Ecco, a me sembra che l’innovazione preannunciata con una buona dose di enfasi nell’intervista del ministro appartenga proprio al genere che ho brevemente descritto della “restaurazione modernista” e tradisca un intento di “rivincita perdente”. Se è il miglioramento del sistema-scuola che si vuole perseguire (intento nobile, obiettivo addirittura necessario) diciamo che gli elementi dell’operazione evidenziati mancano il bersaglio, per difetto di vista e di prospettiva: questo ministero, governato da questa compagine politica, è come un Giano bifronte che però guarda un solo lato: guarda al passato, pensando di potere, da quella postazione, puntare al futuro. Operazione evidentemente impossibile.

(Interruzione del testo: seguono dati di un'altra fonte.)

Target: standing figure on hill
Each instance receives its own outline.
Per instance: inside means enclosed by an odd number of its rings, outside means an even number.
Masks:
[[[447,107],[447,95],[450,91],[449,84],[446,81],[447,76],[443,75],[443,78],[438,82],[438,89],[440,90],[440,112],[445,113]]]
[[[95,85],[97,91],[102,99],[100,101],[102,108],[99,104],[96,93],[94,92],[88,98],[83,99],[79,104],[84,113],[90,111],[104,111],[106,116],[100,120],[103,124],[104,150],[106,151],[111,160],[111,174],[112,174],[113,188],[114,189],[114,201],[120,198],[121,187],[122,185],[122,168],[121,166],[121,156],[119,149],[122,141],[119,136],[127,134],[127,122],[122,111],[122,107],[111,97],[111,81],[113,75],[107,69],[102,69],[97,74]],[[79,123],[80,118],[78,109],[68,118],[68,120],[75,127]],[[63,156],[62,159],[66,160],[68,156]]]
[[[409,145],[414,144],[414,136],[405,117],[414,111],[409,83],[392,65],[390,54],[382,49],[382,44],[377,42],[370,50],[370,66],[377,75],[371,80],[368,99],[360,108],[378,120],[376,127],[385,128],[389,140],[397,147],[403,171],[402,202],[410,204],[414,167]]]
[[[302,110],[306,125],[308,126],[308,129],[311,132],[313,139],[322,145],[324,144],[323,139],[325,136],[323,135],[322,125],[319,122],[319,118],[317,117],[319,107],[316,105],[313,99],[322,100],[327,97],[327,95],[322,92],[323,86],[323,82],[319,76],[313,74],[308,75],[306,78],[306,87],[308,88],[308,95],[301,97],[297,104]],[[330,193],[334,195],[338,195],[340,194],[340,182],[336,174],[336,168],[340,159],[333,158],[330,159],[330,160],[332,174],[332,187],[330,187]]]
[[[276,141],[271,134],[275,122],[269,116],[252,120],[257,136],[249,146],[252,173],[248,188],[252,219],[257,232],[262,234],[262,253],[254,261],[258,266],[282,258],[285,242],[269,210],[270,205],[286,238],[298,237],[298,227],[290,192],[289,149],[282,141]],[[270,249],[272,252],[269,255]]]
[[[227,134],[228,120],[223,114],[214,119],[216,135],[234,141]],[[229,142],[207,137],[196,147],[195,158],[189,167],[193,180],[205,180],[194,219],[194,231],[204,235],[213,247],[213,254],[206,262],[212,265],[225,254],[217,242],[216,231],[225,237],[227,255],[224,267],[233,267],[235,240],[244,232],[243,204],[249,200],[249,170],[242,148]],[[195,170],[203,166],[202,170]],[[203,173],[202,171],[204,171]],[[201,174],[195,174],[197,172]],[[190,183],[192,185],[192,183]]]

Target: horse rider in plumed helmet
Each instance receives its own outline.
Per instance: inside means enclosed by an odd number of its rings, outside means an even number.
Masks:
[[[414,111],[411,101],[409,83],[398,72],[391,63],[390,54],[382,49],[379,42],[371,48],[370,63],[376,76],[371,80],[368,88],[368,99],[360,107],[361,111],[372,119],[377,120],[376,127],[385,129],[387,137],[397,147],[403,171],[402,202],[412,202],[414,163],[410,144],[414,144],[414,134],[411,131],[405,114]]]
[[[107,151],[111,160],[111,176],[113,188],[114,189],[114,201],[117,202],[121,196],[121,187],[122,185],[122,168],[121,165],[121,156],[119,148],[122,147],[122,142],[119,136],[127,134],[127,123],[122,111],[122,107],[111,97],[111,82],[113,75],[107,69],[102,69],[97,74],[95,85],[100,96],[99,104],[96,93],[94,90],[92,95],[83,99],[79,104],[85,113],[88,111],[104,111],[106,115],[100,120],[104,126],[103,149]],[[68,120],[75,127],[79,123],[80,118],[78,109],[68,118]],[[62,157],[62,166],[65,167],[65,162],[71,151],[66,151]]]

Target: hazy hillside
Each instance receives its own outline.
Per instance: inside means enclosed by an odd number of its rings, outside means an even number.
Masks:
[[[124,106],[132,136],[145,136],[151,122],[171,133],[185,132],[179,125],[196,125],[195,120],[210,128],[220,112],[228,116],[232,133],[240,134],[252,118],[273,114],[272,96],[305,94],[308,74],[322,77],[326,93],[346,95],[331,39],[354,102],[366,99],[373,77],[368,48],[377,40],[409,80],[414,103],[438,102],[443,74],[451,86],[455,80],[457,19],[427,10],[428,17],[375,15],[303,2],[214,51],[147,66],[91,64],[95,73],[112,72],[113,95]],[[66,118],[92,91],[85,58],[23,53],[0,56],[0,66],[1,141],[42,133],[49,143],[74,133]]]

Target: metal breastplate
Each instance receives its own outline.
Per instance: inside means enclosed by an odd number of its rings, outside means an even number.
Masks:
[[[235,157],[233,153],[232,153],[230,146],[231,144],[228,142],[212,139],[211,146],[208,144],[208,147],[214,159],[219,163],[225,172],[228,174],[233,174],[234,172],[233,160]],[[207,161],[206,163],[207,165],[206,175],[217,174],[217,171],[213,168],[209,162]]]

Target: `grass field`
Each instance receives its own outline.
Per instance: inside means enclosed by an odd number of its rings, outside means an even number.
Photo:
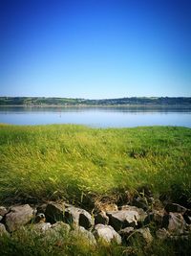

Chi si aspettasse un riferimento puntuale a taluni passaggi o accenni contenuti nell’intervista, su cui peraltro già ci sono stati diversi contributi sui mezzi di stampa e sui social, non lo troverà. Basti, in questa sede, fare un’osservazione che vuole aprire più che chiudere un confronto: l’operazione politico-culturale a me sembra, nella sostanza, quella che ho descritto, seppure con la dovuta sinteticità. Tutto il resto ne consegue: i contenuti preannunciati; il “ritorno” del latino in grande spolvero, come emblema dell’immagine di scuola e di società che si vuole veicolare; l’insistenza sugli aspetti “identitari” sotto diverse forme, che ritorna in più punti; il richiamo alle “regole” che investe perfino, con effetti quasi di umorismo involontario, lo studio della grammatica, e molto altro che lascio alla vostra voglia di proseguire l’elenco...
L’intervista al ministro si chiude, nella parte conclusiva, con un auspicio: il ritorno alla “scuola seria”. Cavallo di battaglia dai tempi della Gelmini. Come se finora la scuola sia stata preda di pericolosi sovversivi o non meno pericolosi buontemponi…Mi viene da chiosare, a questo proposito, con un famoso detto del grande Ennio Flaiano: “la situazione è tragica, ma non è seria”.